Artista e al contempo autore di saggi fondamentali sulla fotografia e sulla teoria dell’arte, Burgin a partire dalla fine degli anni sessanta ha sviluppato la sua ricerca muovendosi costantemente tra pratica artistica e riflessione teorica. Questo “terzo spazio” (H. Bhabha, 1991), ovvero il luogo e l’esito di questa oscillazione, è divenuto il fondamento volutamente ambiguo/mobile della sua opera che si è dislocata di volta in volta nelle pagine di un libro o nello spazio di una galleria, richiedendo allo spettatore molto più di un semplice atto percettivo. In questa prospettiva la fotografia, scelta come medium privilegiato, ha avuto molteplici valenze: è stata un forte agente di corrosione dell’autonomia modernista, ed inoltre ha consentito di riconfigurare un legame con il reale e di uscire dalle logiche analitiche di molte pratiche concettuali.
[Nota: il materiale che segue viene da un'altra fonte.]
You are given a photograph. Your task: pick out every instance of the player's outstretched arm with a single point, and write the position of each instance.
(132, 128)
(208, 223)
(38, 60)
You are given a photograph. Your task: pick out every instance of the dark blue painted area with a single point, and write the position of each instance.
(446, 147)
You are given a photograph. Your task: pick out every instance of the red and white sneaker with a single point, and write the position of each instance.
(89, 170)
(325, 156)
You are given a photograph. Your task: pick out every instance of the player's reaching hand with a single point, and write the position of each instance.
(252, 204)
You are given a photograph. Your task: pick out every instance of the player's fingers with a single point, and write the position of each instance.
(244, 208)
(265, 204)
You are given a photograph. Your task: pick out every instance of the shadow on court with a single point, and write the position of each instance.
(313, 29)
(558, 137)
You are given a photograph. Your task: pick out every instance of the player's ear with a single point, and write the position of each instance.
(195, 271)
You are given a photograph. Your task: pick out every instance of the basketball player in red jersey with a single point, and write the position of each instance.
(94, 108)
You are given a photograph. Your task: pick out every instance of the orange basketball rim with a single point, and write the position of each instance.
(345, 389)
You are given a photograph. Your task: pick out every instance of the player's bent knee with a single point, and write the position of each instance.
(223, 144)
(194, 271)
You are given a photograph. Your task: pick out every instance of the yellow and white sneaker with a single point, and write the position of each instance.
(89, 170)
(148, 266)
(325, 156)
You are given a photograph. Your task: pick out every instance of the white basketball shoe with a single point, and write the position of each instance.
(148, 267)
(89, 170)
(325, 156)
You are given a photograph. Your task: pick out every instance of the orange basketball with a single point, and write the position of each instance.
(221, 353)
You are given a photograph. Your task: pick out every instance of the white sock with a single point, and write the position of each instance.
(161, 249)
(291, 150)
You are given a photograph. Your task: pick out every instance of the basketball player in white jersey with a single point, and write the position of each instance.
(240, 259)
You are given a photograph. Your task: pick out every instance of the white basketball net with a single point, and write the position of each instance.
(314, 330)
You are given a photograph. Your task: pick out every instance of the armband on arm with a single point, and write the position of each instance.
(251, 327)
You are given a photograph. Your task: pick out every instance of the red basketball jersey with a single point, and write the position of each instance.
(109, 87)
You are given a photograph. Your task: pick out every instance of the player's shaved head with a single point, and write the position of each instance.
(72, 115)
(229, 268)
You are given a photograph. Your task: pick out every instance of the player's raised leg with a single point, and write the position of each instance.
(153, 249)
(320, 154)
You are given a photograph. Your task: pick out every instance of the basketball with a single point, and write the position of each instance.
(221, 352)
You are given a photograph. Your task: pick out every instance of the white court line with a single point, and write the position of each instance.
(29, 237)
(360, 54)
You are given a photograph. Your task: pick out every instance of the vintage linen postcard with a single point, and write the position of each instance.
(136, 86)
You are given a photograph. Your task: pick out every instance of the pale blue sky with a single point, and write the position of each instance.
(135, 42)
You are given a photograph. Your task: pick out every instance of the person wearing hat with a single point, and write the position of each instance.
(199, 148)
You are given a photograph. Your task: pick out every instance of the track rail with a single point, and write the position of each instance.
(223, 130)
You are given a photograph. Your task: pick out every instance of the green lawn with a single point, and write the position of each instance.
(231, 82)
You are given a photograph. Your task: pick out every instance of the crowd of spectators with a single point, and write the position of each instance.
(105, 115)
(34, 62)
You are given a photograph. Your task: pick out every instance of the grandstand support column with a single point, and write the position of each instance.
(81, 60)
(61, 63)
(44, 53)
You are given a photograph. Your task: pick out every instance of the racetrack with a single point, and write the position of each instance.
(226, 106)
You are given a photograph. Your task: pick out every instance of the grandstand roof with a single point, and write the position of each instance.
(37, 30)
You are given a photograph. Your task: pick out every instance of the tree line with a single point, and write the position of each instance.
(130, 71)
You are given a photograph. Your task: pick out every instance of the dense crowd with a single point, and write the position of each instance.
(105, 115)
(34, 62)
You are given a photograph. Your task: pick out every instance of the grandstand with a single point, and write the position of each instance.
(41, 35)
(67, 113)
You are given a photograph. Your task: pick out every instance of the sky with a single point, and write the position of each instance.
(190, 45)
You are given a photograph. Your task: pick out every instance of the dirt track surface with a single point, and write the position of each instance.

Ma che si sia trattato dell’appropriazione o del detournement delle immagini pubblicitarie dei suoi primi lavori, o della rappresentazione dei ruoli sessuali nella storia dell’arte e nei media, il lavoro di Burgin influenzato anche dagli studi di semiotica, cinema e psicoanalisi, ha indagato e decodificato la natura dell’immagine nel definire i termini dominanti della rappresentazione. Più di recente, Burgin ha indirizzato il suo discorso “verbo-visuale” verso l’architettura e lo spazio psichico, ovvero sulla forza, sul potere che l’architettura detiene nel modellare il mondo e il nostro immaginario inconscio.
Invitato da Lia Rumma a realizzare un lavoro specifico per Milano, Burgin ha progettato The Ideal City, La Città Ideale, dove il titolo è un esplicito riferimento al dipinto rinascimentale conservato al Museo di Urbino, simbolo di quell’ideale urbano regolato da rigore geometrico e organizzazione prospettica, ma dove il suggestivo percorso delle associazioni generate da quell’immagine conducono fino alle raffinate ed estranianti sequenze del film di Michelangelo Antonioni La notte.